No mapa astral, a Terceira Casa é o setor das comunicações e expressões,
textos, falas e pensamentos. Sobre o quê? Sobre si mesmo, sobre o mundo ao
redor, sobre tudo. É isso aqui.
domingo, 5 de setembro de 2010
Certas viagens erradas
Castelo do século X, em Guimarães, onde começou Portugal
Nivaldo Pereira
Crônica publicada no Pioneiro, 03/09/2010
Viagens, até as erradas são ótimas. É o que diz a alma nômade que me habita, depois de eu ler trechos de um diário de viagem retirado do armário. Mais de um ano se passou, mas as emoções voltam nas imagens registradas por minha letra tremida, ali, no calor da hora, no norte de Portugal. Agora é cena de cinema: eu e uma velhinha miúda, sozinhos na plataforma, à espera de um trem, ou melhor, de um comboio, que nos levasse à cidade histórica de Guimarães. Voltemos a fita.
Eu tinha saído de Porto, com destino ao berço da formação de Portugal, o reino primeiro de Guimarães. Este é o comboio, indicou-me um fiscal da estação. No vagão, logo entrou a tal velhinha, guiada pelo mesmo fiscal. Bem baixinha ela, menos de metro e meio, com uma capa de chuva azul, abotoada até o pescoço (embora fizesse sol), e puxando um carrinho de feira com rodinhas.
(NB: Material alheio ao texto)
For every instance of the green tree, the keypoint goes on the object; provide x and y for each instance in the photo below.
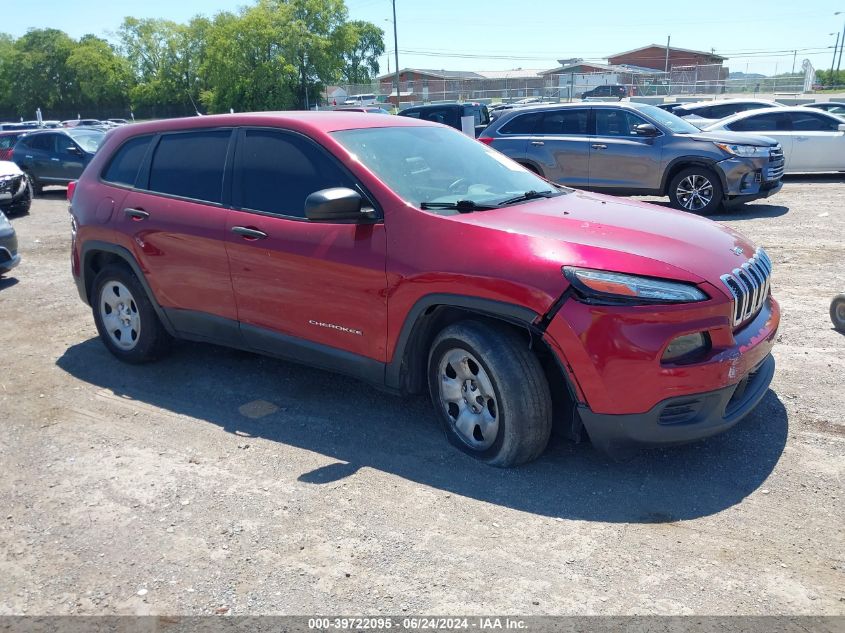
(39, 73)
(245, 67)
(102, 78)
(362, 45)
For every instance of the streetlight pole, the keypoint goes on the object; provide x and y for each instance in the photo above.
(396, 51)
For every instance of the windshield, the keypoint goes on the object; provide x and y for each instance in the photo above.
(668, 120)
(437, 165)
(89, 140)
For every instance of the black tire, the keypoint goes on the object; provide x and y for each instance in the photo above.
(522, 406)
(837, 312)
(151, 340)
(22, 206)
(712, 188)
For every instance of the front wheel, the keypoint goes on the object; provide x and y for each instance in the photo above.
(125, 317)
(490, 393)
(837, 312)
(696, 189)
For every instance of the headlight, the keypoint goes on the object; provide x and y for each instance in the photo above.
(607, 287)
(746, 151)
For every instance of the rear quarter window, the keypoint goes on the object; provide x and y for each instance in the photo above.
(126, 162)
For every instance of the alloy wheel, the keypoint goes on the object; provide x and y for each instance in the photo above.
(694, 192)
(119, 314)
(467, 395)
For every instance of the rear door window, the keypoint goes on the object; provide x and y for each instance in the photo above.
(190, 165)
(124, 166)
(569, 122)
(812, 122)
(276, 171)
(612, 122)
(769, 122)
(523, 124)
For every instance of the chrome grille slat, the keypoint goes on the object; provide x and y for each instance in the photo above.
(749, 285)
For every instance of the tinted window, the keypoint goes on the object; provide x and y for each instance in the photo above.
(446, 116)
(611, 122)
(565, 122)
(8, 142)
(812, 122)
(770, 122)
(89, 140)
(523, 124)
(124, 166)
(190, 165)
(42, 142)
(275, 172)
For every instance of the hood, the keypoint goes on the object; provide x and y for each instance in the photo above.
(722, 136)
(8, 168)
(607, 233)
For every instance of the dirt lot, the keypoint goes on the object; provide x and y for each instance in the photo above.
(220, 481)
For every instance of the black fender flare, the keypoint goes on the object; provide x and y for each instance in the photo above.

Eu acordara dispersivo, e sem demora deixei-me arrebatar pela paisagem.
Depois da estação Ermesinde, notei que já não mais coincidiam as paradas com o itinerário fixado no comboio. Fui prestar atenção: aquele roteiro não terminava em Guimarães, mas em Caíde! O fiscal no Porto dissera que era aquele trem... Pois não era! Em Caíde, fim da linha, eu e a senhorinha de capa caímos na real do erro. Contei o ocorrido ao fiscal do lugar, que rubricou nossos bilhetes, e voltamos no mesmo comboio até Ermesinde, onde deveríamos tomar outro para Guimarães – e que só passaria dali a duas horas!
Ajudei a minha parceira de engano a subir as escadas, puxando eu o seu carrinho de feira, e eis a cena de nós dois sozinhos na gare. Não xingamos o fiscal do Porto, envoltos na curiosa cumplicidade de seres confiantes no destino. Passava do meio-dia, eu precisava comer alguma coisa. Minha amiga sem nome não quis nada, tinha seu lanche. Deixei-a na estação, zanzei pela cidade, comi frutas e voltei à nossa espera silenciosa. Ermesinde: um toque de Hermes, deus das estradas?
Por fim, Guimarães. Na estação, a velhinha portuguesa apertou-me as mãos e disse: que tua vida seja de muitas felicidades. Suas mãos eram quentes. E eu segui feliz, feliz.